The table compares the indicators of the proposed method (experiments 2, 3, 6, 7, 10, 11, 14, 15, 17, 18 and 19) and experiments, the conditions of which go beyond the limits regulated by the claims (experiments 1, 4 , 5, 8, 9, 12, 13 and 16).

As can be seen from the materials presented, the use of the developed method provides the opportunity to achieve optimal operational characteristics of the manufactured parts.

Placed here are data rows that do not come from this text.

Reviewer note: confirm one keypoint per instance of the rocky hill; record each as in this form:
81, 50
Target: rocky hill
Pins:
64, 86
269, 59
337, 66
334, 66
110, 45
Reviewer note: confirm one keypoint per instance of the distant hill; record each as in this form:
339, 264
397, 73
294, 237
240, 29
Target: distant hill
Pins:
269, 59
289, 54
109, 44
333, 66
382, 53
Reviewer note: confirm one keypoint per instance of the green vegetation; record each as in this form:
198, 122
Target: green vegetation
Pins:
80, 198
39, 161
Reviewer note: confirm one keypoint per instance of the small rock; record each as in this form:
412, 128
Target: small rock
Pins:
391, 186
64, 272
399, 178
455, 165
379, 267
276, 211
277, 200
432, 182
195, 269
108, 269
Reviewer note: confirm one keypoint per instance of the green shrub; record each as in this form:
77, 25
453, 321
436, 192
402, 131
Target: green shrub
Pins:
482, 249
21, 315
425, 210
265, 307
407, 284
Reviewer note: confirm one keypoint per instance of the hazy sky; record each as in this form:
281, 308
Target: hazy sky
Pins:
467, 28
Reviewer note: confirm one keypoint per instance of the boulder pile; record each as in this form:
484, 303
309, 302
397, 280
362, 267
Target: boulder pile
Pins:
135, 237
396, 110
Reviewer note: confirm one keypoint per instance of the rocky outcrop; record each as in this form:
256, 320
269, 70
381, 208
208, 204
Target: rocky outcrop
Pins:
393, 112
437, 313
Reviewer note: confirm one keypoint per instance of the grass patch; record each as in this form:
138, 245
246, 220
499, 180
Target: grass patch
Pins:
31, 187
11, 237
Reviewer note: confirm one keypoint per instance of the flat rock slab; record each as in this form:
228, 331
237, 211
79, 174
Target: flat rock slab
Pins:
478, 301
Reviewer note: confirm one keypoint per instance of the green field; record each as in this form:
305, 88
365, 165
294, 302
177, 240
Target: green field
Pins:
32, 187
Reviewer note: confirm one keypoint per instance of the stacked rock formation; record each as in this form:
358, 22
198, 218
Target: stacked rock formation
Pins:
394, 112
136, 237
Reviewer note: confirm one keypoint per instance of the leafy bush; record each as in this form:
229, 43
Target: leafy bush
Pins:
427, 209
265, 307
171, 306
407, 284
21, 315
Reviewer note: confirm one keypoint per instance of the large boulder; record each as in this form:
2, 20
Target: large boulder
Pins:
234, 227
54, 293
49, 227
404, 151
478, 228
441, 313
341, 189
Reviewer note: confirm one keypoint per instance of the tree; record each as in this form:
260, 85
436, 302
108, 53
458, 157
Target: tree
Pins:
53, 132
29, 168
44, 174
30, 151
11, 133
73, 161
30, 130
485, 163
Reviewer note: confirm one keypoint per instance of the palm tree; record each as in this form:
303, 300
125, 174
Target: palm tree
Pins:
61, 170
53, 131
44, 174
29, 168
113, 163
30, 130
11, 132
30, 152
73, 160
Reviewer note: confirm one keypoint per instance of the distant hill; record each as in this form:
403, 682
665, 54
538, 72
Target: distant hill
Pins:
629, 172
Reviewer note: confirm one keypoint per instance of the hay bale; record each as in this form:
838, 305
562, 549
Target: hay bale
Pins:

Thus, the claimed invention successfully solves the problem of creating a simple and economical method of manufacturing rod parts with heads of two-phase (α + β) titanium alloys having high strength and durability characteristics, which is of great importance for increasing the operational life of critical structural elements in aviation, space technology and other industries.

Claims (2)

1. A method of manufacturing core parts with heads of two-phase (α + β) titanium alloys, including hardening of the workpieces, applying a hard oxalate coating to their surface, forming parts by cold plastic deformation with heading and multiple reduction of the rods and aging of the parts obtained, characterized in that the hardening of the workpieces is carried out in a vacuum furnace at 720-740 ° C followed by cooling, multiple reduction of the rods is carried out with a degree of deformation of 10-30%, the aging of wire parts yat in an electric furnace in air at a temperature of 240-260 ° C for 4-8 hours, followed by hydro-polishing of parts and rolling threads. 2. The method according to p. 1, characterized in that as the blanks use deformed blanks of (α + β) titanium alloys with a grain size of not more than 10 microns.